Les grays qu’on se bouffe, c’est aussi devenu notre nom. Parce qu’après trois ans à brûler ici, on prend la couleur locale. Ou l’absence de couleur. Et parce qu’on est plus irradiés qu’un habitant de MosK2. Apparemment il faut prononcer Moscdva et pas Mosktwo. C’est un néo-athéiste libertaire du Marad qui me l’a dit. Il n’avait pas de nom, comme il convient dans ces cas-là. Il tentait d’entrer clandestinement à SEast-M avant que StarbriX l’envoie mourir ici. Bref. Son enfer et ultime demeure, c’était la poussière de Springlake, voilà qui devait convenir à un néo-athé. Comme à un blasphémateur, hein. Je divague. Mon esprit n’a plus nulle part où aller que le passé. C’est bien la seule distraction quand je suis en cellule. Ça ou parler à la voix.

Vingt ans qu’elle est là. Depuis l’arrivée. Une voix qui résonne à même le crâne, qui file la migraine et la nausée – on s’y habitue comme à un clou brûlant dans le pied ; une voix qui raisonne aussi, quelque part dans un circuit de neurofibres bioniques perdu dans la structure. Cela peut rendre fou, mais la voix est programmée pour repérer les signes d’aliénation et y réagir. Je me souviens de la dernière fois qu’un gray s’est explosé la tête dans un mur. C’était il y a longtemps. Des mises à jour ont coulées sous les ponts neurals par bittorrent entiers depuis. Mais la voix ne sait toujours pas faire passer le temps, ni se faire oublier. Elle berce même nos sommeils gris de son babil sans couleur.  

H-1. Enfin. Les sirènes retentissent. Il fait presque jour. Le gris est chauffé à blanc.
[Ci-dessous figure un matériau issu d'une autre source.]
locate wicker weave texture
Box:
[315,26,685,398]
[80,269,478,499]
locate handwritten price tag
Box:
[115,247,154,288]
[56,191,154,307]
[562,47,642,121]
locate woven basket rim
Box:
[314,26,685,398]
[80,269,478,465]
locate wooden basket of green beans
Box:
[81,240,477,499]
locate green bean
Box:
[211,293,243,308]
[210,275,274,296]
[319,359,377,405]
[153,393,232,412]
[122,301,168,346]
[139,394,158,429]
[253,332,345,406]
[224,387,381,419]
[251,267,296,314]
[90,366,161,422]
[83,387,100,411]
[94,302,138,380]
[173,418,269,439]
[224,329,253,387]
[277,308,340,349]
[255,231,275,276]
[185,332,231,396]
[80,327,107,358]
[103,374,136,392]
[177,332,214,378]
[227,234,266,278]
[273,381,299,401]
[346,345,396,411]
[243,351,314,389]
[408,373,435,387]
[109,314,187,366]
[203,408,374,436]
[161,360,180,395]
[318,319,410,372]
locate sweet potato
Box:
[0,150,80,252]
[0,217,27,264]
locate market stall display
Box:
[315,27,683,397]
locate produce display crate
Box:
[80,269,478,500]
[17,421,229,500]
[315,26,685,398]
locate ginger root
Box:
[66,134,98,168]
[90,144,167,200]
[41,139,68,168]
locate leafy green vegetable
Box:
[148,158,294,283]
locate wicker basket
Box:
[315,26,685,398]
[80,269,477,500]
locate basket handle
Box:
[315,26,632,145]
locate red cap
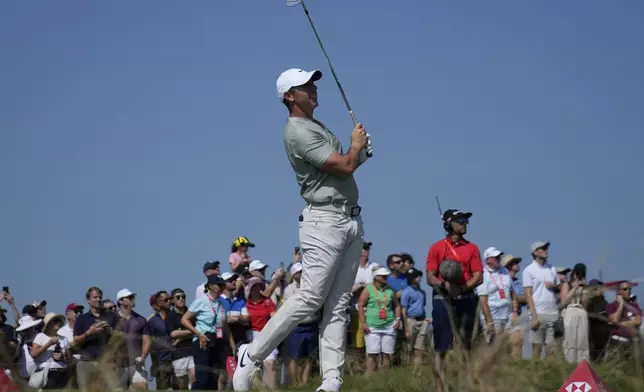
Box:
[65,302,85,312]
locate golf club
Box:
[286,0,373,157]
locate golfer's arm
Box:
[321,147,360,177]
[523,287,537,319]
[427,271,441,290]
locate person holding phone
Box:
[74,287,119,390]
[181,275,237,390]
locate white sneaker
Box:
[315,377,344,392]
[233,344,261,392]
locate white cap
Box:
[277,68,322,101]
[373,267,391,278]
[16,315,42,332]
[483,246,503,260]
[221,272,237,280]
[116,289,136,301]
[248,260,268,272]
[288,263,302,276]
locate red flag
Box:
[559,361,611,392]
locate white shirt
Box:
[34,332,69,369]
[58,324,80,359]
[476,266,512,322]
[195,281,208,299]
[523,261,560,315]
[350,262,376,309]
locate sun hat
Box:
[16,315,42,332]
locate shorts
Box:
[530,314,559,345]
[117,366,148,389]
[432,294,478,353]
[364,325,396,354]
[407,317,429,351]
[172,355,195,377]
[284,324,319,359]
[349,307,364,348]
[248,330,279,362]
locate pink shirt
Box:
[228,252,250,271]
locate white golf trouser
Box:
[248,207,364,378]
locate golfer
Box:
[233,69,367,392]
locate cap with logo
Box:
[248,260,268,272]
[443,210,472,222]
[483,246,503,260]
[276,68,322,101]
[221,272,237,282]
[65,302,85,312]
[373,267,391,278]
[530,241,550,253]
[288,263,303,276]
[116,289,136,301]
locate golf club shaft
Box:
[300,1,358,126]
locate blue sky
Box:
[0,0,644,324]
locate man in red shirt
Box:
[427,210,483,392]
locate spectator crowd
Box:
[0,222,642,391]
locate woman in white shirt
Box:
[29,313,69,389]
Bientôt les ombres se réfugieront sous les pierres et les foreurs iront les débusquer à grands coups d’excavatrices. Bientôt, le soleil irradiera sur les rotomiroirs et tout cramera comme dans un corbillard en plein mois d'août. Les trois enfers déchaîneront leurs foudres sur la poussière dans leurs estomacs de démons. Des tonnes et des tonnes de poussière à enfourner. Des tonnes de fonte à défourner, cette merde grise et puante qui s’effrite comme du charbon ou du micah avec laquelle on construit tout. Ça tiendrait pas cinq ans sous les ouragans et les pluies acides de la vieille bleue mais ici, c’est parfait. Des tonnes aussi d’oxygène à pomper pour remplir tout ça de vie. Et quelques kilos de bonus pour les actionnaires de StarbriX, retour juteux sur investissement.
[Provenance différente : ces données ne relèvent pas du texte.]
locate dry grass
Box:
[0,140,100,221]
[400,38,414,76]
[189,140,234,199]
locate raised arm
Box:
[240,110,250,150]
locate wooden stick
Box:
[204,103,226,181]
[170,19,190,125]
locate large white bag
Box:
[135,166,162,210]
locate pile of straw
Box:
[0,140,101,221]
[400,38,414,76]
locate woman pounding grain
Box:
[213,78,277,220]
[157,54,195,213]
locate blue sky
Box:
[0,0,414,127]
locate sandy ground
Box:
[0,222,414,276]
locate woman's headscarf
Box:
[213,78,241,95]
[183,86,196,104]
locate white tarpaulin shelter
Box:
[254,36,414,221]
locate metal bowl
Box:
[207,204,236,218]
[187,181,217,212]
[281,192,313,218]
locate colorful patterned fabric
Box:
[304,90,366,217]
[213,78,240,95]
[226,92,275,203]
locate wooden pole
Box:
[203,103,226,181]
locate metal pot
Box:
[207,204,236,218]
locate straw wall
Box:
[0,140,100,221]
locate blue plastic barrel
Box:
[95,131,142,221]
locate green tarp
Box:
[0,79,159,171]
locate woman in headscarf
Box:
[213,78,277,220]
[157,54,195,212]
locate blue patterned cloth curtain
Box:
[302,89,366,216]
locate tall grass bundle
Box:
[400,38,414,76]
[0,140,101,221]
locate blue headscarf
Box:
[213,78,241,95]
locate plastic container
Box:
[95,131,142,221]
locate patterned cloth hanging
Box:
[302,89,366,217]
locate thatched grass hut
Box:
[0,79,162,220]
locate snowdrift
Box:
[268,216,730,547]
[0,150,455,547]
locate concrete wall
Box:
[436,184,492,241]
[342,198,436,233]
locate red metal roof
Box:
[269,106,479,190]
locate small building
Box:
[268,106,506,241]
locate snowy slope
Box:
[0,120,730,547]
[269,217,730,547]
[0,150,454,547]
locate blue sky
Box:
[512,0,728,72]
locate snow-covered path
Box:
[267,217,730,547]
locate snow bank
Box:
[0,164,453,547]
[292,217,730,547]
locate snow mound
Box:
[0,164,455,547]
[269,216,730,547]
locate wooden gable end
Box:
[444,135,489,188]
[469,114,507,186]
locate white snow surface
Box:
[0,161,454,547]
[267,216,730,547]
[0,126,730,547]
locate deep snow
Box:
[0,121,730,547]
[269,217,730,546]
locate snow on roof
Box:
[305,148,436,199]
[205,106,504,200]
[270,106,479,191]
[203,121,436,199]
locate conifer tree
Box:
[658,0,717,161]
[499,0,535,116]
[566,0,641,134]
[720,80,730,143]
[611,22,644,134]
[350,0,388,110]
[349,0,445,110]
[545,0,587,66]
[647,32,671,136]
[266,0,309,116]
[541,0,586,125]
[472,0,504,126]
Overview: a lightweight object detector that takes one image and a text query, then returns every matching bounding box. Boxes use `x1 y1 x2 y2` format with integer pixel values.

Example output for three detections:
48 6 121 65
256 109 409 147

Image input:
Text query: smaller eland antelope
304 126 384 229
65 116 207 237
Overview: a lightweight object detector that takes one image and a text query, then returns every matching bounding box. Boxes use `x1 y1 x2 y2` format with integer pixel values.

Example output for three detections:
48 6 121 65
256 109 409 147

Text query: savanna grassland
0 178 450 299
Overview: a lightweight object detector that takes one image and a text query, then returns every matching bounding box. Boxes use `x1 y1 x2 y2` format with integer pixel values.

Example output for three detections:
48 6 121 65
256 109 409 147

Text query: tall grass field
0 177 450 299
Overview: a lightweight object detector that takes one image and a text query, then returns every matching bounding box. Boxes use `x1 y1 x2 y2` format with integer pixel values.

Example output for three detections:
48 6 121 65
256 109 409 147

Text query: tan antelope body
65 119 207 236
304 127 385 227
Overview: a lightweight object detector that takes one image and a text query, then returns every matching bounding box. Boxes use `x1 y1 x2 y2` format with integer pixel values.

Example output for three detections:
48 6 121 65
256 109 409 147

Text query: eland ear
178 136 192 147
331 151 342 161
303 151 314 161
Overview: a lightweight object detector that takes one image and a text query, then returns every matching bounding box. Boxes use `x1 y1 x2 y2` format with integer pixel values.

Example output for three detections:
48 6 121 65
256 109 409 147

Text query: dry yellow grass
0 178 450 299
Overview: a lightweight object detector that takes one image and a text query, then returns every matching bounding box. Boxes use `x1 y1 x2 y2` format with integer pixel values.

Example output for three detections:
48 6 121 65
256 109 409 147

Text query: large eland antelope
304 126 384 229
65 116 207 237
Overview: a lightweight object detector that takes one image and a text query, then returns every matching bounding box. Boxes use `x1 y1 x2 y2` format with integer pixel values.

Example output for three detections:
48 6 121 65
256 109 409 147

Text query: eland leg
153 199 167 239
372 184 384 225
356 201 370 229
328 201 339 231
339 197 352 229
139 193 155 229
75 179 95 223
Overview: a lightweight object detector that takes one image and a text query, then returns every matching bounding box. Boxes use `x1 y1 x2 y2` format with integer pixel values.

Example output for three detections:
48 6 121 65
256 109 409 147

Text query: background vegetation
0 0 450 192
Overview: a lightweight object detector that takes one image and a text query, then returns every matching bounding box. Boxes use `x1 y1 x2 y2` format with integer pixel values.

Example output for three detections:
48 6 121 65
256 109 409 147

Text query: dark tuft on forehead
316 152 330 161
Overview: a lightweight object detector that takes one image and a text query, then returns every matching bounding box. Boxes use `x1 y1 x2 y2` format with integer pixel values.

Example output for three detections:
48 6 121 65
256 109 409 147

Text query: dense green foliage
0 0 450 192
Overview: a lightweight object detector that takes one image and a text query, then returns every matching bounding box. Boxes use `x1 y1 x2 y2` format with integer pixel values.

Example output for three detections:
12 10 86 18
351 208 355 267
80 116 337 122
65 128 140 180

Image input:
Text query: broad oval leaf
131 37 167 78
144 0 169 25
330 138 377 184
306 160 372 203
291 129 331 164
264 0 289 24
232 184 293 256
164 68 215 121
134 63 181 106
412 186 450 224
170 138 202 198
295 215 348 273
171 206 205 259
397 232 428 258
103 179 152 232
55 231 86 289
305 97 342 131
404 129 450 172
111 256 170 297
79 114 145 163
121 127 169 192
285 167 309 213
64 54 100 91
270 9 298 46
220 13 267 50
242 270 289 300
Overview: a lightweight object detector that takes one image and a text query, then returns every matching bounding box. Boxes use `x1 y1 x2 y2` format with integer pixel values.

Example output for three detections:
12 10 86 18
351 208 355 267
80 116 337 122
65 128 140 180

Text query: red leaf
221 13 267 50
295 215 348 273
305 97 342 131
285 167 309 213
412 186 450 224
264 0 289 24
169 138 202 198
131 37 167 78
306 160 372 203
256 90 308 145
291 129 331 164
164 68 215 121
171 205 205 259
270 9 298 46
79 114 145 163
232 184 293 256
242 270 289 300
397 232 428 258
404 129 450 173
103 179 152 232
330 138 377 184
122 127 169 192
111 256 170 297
J’attends devant la porte. En troisième ligne. Les moteurs ne bourdonnent pas encore leurs chants magnétiques mais je sue déjà comme un drogué. J’ai la bouche sèche et des acouphènes. Devant moi sur la droite, un type a dû se chier dessus. Nouveau ? Je ne l’ai encore jamais vu, ni senti. La voix grésille dans mon cerveau. C’est le signe. Les sirènes sonnent l’hallali, les portes s’ouvrent en grand et notre pauvre marée humaine se lance en avant comme poussée par une serpillière géante. Le grondement des moteurs, des rails et des pompes me remplit la tête. Les sifflements de fusion et d’électrolyse me scient les neurones. Je bois la chaleur par tous les pores de ma peau. Je cours après le temps comme une chimère, anéanti, comme fondu à la poussière brûlante. Pareille à la régolithe, dans la rumeur infernale de la fournaise, ma matière grise devient une bouillie brûlante où se noie la voix incessante. Le vide. Enfin.